There were tests to be done, evaluations and planning, so there was time before she knew if the surgery was even possible, never mind what would come after. But it still set a ticking clock on her activities. If Brian woke up, if he remembered her and what had happened, she didn’t want to have to tell him there’d been no justice for them.
She used the drive home to refocus on the job. Griff’s lack of progress frustrated her, even though she hadn’t really given him much time yet. She wanted to break into the
Alpine Nirvana
house immediately, certain, despite logic, that as soon as she did, she’d know her enemy’s name. But she tamped down her eagerness. Taking advantage of opportunity was one thing; going off half-cocked would put her in jail.
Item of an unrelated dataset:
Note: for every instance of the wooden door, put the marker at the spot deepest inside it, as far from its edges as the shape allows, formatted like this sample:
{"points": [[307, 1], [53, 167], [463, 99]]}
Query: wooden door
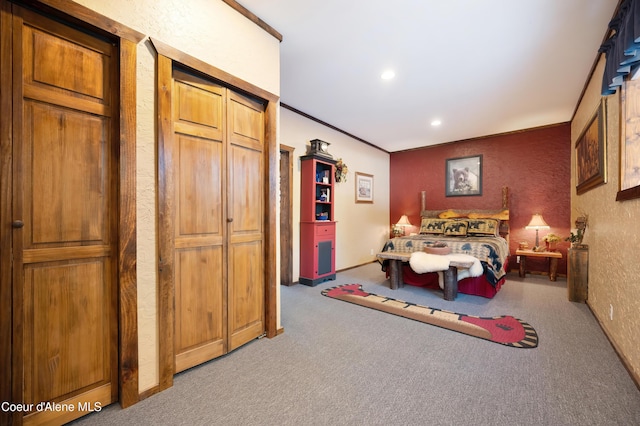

Since starting this quest, she’d set certain rules. Never break into homes more frequently than once a week, usually a lot further apart. Never ignore Griff’s advice…unless it was “don’t do it.” “Do your homework,” however, was as basic as it got. She needed to scope out the area, the house, decide on a plan of action.
Jogging on her injured knee was a bad idea, and Andrew had probably increased patrols in The Charms because of the Snakewell break-in. So she’d have to wait, she decided, pulling into her driveway. In a few days, she could start her own patrols.
In the meantime, she’d mow her damn lawn.
…
The biggest obstacle she saw in getting into the Alpine house was the Rottweiler. Three nights later, after her knee had recovered, she started jogging up there again, her route keeping her away from the Snakewells and taking her past the new house twice. The place seemed unoccupied, since, on her first run-by, she saw the front gate was still secured by the shoelace she’d tied it with after blowing through.
On the way back, she stopped to tie her shoe and scope out the front yard she’d barely seen when she blew through it the other night.
Just inside the gate was an old-fashioned guardhouse. Judging by its coating of grime, the door hanging crookedly ajar, and missing shingles on the roof, it hadn’t been used in a long time. She couldn’t tell if the door was locked, but there was no evidence of electricity to the tiny building and the windows were empty, no glass in them. Property records showed this house was one of the first ones built in the neighborhood, so she guessed either they hadn’t employed a guard full time, or hadn’t cared if he was cold or wet.
The house was set back fifty yards or so, and there was no sign of the dog on the wide lawn dotted with tall trees. Someone had been caring for the property, but not frequently. The grass was on the short side, but branches had fallen to the ground and not been removed. She wondered who fed the dog.
There was no mailbox, not even a locked one. Like many of the residents of The Charms, the owner must get mail at the post office, assuming they got any at all. She’d asked a couple of innocuous questions at the bakery, but no one had ever seen anyone here. She hadn’t expected anything different, given the reclusive purpose of the area.